Q&A with Governance Institute
A. How do companies manage auditors’ access to board papers? Do companies allow auditors to download papers?
Q. Most companies manage auditors’ access to board papers carefully. Some companies limit the auditors’ ability to print documents and their ability to upload documents, unless required for the audit. This is typically managed on a case-by-case basis. Companies also provide access to minutes through a document room in a board portal. Some companies also maintain a register of documents provided and not provided to the auditors. Another option is to grant read-only access to the auditors through a board portal.
A. I have more than a dozen companies in my Australian corporate group, of which the directors are the same for both the holding/parent company, and each of our wholly owned subsidiaries. This allows us to have ‘group joint’ board meetings for all entities in one meeting. How do other companies structure their subsidiary boards and hold meetings?
Q. In some groups, companies are organised as sole purpose subsidiaries with management as directors of the subsidiary boards and circular resolutions can be used as the decision-making mechanism. Another approach is to conduct subsidiary board meetings as a ‘group’ meeting at the parent company board meeting. Where there are common directors, it is possible to use a structured agenda setting out clearly and documenting exactly what was decided. In other cases, it may be easier to hold separate meetings for each entity. However, even where separate meetings are held, some groups with few common directors, for example, in the aged care and health services sector, convene a monthly meeting of all group companies. Another approach in a group with common directors across all subsidiaries is to hold one longer meeting for all group companies. This would enable common items across all companies to be dealt with first, followed by the items relevant to each company. This approach typically requires separate board papers for each company, particularly for regulated entities. It can take time to develop a suitable board paper template for this approach.
Q. Our company has appointed a new UK based Chair recently and the question of having a deputy chair or senior independent director has come up in discussion. What would be their main responsibilities and how would you deal with the question of fees?
A. The concept of a senior independent director originally came from the UK Corporate Governance Code. The 2024 UK Corporate Governance Code also includes references to a senior independent director who can act as a sounding board for the chair and serve as an intermediary for the other directors and shareholders. The Code also suggests that the non-executive directors, led by the senior independent director, ‘should meet without the chair present at least annually to appraise the chair’s performance, and on other occasions as necessary’.

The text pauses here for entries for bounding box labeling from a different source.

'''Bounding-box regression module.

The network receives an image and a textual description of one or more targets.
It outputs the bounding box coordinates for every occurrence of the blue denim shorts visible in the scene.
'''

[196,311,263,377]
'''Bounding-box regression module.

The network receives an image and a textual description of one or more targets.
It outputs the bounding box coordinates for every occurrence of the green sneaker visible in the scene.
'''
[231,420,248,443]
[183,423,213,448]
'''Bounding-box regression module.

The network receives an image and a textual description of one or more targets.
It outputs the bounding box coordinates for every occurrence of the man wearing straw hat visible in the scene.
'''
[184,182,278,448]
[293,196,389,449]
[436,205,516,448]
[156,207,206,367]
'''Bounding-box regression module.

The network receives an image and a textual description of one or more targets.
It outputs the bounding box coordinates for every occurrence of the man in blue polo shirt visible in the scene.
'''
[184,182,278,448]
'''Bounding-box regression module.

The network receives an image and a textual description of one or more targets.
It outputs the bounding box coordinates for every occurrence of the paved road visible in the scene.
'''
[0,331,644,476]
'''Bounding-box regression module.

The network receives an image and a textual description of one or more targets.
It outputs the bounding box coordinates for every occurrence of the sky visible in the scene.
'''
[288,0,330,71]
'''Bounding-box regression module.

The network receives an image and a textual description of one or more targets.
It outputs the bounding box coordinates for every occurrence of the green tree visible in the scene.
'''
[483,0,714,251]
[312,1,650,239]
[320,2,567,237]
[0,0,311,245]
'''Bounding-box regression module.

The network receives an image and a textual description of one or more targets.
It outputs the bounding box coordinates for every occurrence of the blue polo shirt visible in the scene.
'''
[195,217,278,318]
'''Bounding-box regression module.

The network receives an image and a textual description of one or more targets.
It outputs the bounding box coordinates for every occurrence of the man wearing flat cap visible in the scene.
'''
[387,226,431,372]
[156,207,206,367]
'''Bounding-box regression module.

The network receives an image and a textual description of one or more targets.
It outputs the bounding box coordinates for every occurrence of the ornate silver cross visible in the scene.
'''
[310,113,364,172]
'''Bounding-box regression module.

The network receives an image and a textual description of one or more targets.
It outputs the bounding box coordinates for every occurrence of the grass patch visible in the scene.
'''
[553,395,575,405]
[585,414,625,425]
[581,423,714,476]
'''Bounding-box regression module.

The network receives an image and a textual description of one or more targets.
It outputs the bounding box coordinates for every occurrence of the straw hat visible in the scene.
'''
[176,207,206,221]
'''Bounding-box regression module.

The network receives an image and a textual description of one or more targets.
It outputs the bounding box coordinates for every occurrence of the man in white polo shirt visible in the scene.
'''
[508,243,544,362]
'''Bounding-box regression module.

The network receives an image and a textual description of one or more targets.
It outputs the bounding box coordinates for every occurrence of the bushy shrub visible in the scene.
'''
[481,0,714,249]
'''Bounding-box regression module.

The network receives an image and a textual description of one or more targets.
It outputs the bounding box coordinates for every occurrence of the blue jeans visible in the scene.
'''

The 4th edition of the Corporate Governance Principles and Recommendations refers to a senior independent director in the context of situations where the chair is not an independent director. Recommendation 2.5 notes that in this case, listed companies should consider appointing an independent director as the deputy chair or as the ‘senior independent director’, who can fulfil the role whenever the chair is conflicted. It notes that even where there is an independent chair, a deputy chair or senior independent director can also assist the board in reviewing the performance of the chair and in providing a separate channel of communication for shareholders, particularly where those communications concern the chair. They can also act as an intermediary between the other directors and the chair. A senior independent director can also assist in succession planning for the chair.
Where a company has a deputy chair or senior independent director their roles and responsibilities should be set out in the board charter. There would also need to be a discussion about the appropriate additional fees payable.